In this instance, the cortex could not be completely passive, otherwise it means that what we think of as consciousness is just a layer (literal) of complexity like the curtain in Wizard of Oz. Maybe the logic of addiction is such an obvious conflict where the old/animal brain is still in charge and we just pretend it is not thinking our (perceived conscious) cortex is far too clever to get addicted to something we “know” and understand is bad for us.

Cocktail effect aside, if you have tinnitus you can filter out the frequencies and reduce them one by one, which is what I do to a degree as I can’t reduce the noise completely. They are high pitched white noise with certain frequencies.
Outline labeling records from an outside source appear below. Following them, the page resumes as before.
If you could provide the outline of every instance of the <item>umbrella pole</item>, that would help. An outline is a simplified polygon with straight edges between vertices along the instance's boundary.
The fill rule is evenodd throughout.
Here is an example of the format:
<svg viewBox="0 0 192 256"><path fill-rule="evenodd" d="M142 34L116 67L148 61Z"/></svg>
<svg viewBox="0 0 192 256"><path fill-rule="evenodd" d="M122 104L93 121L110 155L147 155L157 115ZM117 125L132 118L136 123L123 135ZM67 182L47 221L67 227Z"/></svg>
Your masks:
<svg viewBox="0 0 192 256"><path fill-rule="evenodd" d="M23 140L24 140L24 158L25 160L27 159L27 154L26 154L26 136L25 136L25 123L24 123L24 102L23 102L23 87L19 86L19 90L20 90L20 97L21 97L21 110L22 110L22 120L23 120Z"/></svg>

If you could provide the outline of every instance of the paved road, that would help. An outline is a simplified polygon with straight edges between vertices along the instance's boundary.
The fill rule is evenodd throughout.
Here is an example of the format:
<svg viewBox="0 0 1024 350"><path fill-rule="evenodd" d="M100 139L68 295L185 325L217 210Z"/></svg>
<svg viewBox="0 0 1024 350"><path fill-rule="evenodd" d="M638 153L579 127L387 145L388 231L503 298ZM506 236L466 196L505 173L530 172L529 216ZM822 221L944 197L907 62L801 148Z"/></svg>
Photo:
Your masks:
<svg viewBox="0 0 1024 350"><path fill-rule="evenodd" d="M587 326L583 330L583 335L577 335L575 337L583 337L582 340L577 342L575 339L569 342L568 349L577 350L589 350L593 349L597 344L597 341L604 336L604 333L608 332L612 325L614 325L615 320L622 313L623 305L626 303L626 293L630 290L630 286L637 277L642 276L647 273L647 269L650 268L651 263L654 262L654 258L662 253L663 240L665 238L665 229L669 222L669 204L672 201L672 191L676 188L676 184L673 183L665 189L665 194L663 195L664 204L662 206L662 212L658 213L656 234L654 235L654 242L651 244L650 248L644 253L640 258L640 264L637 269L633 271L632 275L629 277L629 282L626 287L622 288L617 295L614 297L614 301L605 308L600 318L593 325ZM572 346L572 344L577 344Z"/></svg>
There is also the case of the guy who could identify many separate notes played on a piano all at one time.

What about bats or human echolocation ? All senses are the same in relation to the cortex, they are just an activation stream (blended/mixed), why think each is really any different ? Does the degree of perceived vectors really change the processing ?

Do you consciously ride a bike or is this a non cortex dominated activity (re the video of the cat walking with no cortex) ? Does this motion process just get a directional queue as to where to go or rather just a “delta signal from the cortex”. The motor aim of the mug is the animal desire for food (primary instruction guidance/activation origin) and the cortex just “alters” the motion rather than controlling it as such. Otherwise you end up with an activation issue of many parallel activations cross polluting if you think it’s all cortex sequence based. This is where I think some aspect of the TBT may be a bit wrong.

1 Like

Let’s not confuse any of hemispherectomy, callosectomy, decortication and decerebration with a brain that has the ability to learn speech (only humans) and has learned speech (again, only humans).